Das Transaktionsvolumen für Hotel- und Beherbergungsimmobilien in Deutschland belief sich im ersten Halbjahr 2026 auf knapp 572 Millionen Euro. Dies entspricht einem Rückgang von 45 Prozent im Vergleich zum Vorjahreszeitraum. Das zweite Quartal verzeichnete mit 360 Millionen Euro ein deutlich höheres Umsatzvolumen als das Auftaktquartal und lag nur geringfügig unter dem durchschnittlichen Quartalswert der letzten drei Jahre, der 376 Millionen Euro betrug.
Neben dedizierten Hoteltransaktionen wechselten im ersten Halbjahr auch Hotels als Bestandteile gemischt genutzter Quartiere den Eigentümer. Beispiele hierfür sind Immobilien in den Deiker Höfen in Düsseldorf, den Lokhöfen in Rosenheim sowie dem Postquadrat in Mannheim. Diese Transaktionen werden von Savills der Kategorie Mischobjekte zugeordnet und sind somit nicht im ausgewiesenen Hoteltransaktionsvolumen enthalten. Klassische Hotelobjekte dominierten das Marktgeschehen mit einem Umsatz von gut 469 Millionen Euro, was 82 Prozent des Gesamtvolumens ausmachte.
Der Sektor der Serviced Apartments erreichte ein Transaktionsvolumen von nahezu 100 Millionen Euro. Damit übertraf dieser Bereich bereits zur Jahresmitte die jeweiligen Gesamtjahresergebnisse der Jahre 2023 bis 2025.
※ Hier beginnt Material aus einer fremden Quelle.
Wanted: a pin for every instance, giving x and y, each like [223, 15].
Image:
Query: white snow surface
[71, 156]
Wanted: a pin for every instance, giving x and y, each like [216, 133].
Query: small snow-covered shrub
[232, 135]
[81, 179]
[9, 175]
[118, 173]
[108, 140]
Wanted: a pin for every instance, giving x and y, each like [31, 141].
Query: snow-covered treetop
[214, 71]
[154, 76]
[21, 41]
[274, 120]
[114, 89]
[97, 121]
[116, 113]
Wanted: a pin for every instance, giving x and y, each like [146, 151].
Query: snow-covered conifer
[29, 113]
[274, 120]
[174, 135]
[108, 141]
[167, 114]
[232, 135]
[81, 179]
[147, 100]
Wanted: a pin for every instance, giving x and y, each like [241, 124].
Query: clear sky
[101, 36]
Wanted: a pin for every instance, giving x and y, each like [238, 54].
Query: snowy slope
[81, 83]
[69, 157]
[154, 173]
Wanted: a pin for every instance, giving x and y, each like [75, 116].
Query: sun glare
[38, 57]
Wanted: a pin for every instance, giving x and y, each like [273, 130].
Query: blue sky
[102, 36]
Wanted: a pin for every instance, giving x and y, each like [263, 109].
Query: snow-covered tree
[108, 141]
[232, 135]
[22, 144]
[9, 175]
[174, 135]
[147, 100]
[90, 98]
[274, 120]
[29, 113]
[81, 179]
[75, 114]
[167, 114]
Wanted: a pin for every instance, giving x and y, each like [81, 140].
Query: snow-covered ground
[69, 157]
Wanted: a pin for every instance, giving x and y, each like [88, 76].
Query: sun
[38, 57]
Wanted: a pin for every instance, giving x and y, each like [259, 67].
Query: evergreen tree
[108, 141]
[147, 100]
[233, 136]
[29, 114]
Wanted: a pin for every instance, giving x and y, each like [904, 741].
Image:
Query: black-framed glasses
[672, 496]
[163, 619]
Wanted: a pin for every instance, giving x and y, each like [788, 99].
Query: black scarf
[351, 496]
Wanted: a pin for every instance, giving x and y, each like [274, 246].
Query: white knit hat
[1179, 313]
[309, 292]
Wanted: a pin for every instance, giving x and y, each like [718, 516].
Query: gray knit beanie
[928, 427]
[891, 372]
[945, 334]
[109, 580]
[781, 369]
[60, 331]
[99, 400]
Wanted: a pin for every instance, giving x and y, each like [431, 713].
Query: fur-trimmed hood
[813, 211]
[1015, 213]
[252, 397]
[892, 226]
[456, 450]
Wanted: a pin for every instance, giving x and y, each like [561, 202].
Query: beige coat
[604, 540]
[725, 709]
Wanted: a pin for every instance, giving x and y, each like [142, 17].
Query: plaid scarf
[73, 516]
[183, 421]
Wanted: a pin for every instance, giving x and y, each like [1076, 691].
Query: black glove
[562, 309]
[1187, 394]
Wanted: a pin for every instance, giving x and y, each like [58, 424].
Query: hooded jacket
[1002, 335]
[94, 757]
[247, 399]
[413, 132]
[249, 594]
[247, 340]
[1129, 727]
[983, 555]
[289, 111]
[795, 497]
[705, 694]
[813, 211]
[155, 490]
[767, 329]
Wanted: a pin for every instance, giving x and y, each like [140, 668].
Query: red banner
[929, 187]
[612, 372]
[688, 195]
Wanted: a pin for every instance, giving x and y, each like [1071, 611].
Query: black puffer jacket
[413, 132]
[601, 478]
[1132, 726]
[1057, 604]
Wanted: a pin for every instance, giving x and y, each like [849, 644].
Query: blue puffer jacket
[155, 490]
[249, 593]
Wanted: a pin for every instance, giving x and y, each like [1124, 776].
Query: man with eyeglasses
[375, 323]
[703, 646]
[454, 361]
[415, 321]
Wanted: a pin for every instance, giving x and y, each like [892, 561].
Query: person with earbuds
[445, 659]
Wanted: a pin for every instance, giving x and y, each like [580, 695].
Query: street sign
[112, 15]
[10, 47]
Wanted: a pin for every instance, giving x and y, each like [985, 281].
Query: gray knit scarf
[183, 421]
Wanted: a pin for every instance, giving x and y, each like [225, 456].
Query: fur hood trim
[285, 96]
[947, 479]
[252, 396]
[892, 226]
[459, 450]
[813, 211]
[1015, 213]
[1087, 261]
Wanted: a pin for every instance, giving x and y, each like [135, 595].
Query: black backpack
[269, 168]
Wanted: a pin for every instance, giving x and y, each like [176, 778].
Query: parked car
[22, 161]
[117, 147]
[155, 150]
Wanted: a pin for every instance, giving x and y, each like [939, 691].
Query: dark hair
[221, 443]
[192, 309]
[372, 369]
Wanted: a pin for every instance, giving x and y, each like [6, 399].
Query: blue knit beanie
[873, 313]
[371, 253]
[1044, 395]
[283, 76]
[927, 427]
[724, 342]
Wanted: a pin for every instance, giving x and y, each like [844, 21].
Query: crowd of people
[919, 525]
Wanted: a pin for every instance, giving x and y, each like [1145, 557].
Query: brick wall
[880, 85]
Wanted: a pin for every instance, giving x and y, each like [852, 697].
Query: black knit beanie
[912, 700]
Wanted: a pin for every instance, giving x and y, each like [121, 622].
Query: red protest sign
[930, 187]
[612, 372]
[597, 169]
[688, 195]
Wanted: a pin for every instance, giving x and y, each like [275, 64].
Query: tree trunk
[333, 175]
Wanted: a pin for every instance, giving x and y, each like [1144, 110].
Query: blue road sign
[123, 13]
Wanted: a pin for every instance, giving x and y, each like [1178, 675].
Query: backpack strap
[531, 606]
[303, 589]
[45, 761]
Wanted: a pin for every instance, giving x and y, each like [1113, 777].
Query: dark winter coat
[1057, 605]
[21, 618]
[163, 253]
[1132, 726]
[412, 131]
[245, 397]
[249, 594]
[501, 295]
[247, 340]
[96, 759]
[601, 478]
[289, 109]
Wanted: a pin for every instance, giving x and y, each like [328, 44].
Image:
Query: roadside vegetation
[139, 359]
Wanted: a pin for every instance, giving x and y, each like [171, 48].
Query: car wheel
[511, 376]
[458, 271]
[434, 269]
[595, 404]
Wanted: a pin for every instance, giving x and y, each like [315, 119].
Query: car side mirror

Herausforderungen und neue Dynamiken im Markt
Frau Tina Haller, Director Capital Markets und Head of Hotels Germany bei Savills in Deutschland, analysiert, dass der deutsche Hotelinvestmentmarkt im ersten Halbjahr 2026 aufgrund des anspruchsvollen Marktumfelds verhalten agierte. Die Sorge vor weiteren Betreiberinsolvenzen besteht fort. Gleichzeitig tragen Restrukturierungen, der Eintritt neuer Marktteilnehmer und internationale Expansionsstrategien zu einer hohen Dynamik auf Betreiberebene bei. Ein Indiz für diese Entwicklung ist, dass bereits für mehr als 120 Hotels der Revo-Gruppe neue Betreiber gefunden werden konnten. Dies wird als zentrales Marktsignal interpretiert und unterstreicht die Attraktivität leistungsfähiger Hotelstandorte auch in herausfordernden Situationen.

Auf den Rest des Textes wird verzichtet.